I'm trying to set up an Oozie map-reduce workflow action to process inputs files spread across multiple directories. Concretely, say my input is spread in the following directories
/data/d_20150629-2200
/data/d_20150630-2210
/data/d_20150530-2220
/data/d_20150531-2230
/data/d_20150701-2240
/data/d_20150702-2250
In general there isn't a straightforward glob pattern to capture the list of files that I expect at runtime.

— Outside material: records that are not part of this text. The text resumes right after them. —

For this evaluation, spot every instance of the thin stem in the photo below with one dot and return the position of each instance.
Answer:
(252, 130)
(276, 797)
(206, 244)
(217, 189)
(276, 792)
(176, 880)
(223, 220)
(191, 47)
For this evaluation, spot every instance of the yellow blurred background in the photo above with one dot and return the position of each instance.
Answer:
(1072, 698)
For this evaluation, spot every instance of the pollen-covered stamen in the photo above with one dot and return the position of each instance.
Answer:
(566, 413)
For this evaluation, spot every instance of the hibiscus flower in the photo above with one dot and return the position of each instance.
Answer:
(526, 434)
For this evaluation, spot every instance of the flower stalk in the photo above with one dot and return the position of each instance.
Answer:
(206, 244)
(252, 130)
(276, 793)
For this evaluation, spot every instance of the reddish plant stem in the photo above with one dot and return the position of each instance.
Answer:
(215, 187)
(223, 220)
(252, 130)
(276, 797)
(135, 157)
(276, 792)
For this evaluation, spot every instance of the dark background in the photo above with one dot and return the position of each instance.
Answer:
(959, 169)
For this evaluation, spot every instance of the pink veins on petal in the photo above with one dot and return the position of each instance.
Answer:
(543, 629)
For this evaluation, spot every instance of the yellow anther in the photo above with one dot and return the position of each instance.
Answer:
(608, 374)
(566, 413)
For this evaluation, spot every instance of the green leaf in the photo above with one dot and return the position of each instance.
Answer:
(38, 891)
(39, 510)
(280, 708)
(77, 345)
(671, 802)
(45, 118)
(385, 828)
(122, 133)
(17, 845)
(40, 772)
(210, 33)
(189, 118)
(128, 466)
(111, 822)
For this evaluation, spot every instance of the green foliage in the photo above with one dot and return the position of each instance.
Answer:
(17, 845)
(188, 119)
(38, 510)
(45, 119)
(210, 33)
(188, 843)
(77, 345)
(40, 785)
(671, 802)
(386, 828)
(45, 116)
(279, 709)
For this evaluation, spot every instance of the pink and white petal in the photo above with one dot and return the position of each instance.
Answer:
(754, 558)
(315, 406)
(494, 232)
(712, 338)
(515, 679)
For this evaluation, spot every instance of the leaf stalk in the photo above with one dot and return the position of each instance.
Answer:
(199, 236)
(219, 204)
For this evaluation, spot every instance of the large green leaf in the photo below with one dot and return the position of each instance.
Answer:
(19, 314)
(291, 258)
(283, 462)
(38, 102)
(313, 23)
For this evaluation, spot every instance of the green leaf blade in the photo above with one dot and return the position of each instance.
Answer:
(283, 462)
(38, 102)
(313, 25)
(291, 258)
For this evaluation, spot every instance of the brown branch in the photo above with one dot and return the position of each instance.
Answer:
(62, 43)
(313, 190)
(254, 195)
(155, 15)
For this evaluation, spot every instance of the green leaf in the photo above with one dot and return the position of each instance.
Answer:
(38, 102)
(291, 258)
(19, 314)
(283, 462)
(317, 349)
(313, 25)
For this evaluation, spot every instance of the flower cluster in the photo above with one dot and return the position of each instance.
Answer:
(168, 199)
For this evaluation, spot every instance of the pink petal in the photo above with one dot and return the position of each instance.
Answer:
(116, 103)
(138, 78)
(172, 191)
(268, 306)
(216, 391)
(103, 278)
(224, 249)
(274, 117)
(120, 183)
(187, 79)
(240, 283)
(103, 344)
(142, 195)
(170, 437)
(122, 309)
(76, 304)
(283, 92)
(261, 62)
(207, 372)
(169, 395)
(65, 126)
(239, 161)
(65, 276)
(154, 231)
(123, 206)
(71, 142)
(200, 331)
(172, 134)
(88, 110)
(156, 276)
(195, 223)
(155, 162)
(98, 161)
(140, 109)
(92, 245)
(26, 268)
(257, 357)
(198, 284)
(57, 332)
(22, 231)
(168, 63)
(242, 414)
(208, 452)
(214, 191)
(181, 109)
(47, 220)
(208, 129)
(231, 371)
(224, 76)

The input specification in my workflow.xml is:
<property>
<name>mapred.input.dir</name>
<value>${inputFile}</value>
</property>
And the parameter value in my workflow.properties is:
inputFile=/user/streaming/data/d_*
With this, my Oozie job is naturally processing all directories under data
that begin with d_
. Is there a way to modify workflow.xml or workflow.properties to tell Oozie to process files under only the listed six directories?
In Pig, one can specify comma-separated list of input paths. I also came across these two posts (post1, post2) which touch upon the issue. But in my case, I neither want to apply different mappers on different input paths not have different input formats. I just want to specify multiple input directories to the same mapper.
Hadoop version: Hadoop 2.3.0-cdh5.1.5 Oozie client build version: 4.0.0-cdh5.1.5
Thanks for any help.
mapred.input.dir
documentation states that it's
a comma separated list of input directories
So you could you define a property in workflow.properties
inputFilePath=/user/streaming/data
And use it in workflow.xml
<property>
<name>mapred.input.dir</name>
<value>${inputFilePath}/d_20150629-2200,${inputFilePath}/d_20150630-2210, ...</value>
</property>
But if you want to run it only once, then it's easier to copy/move the needed to a separate directory and pass it to input.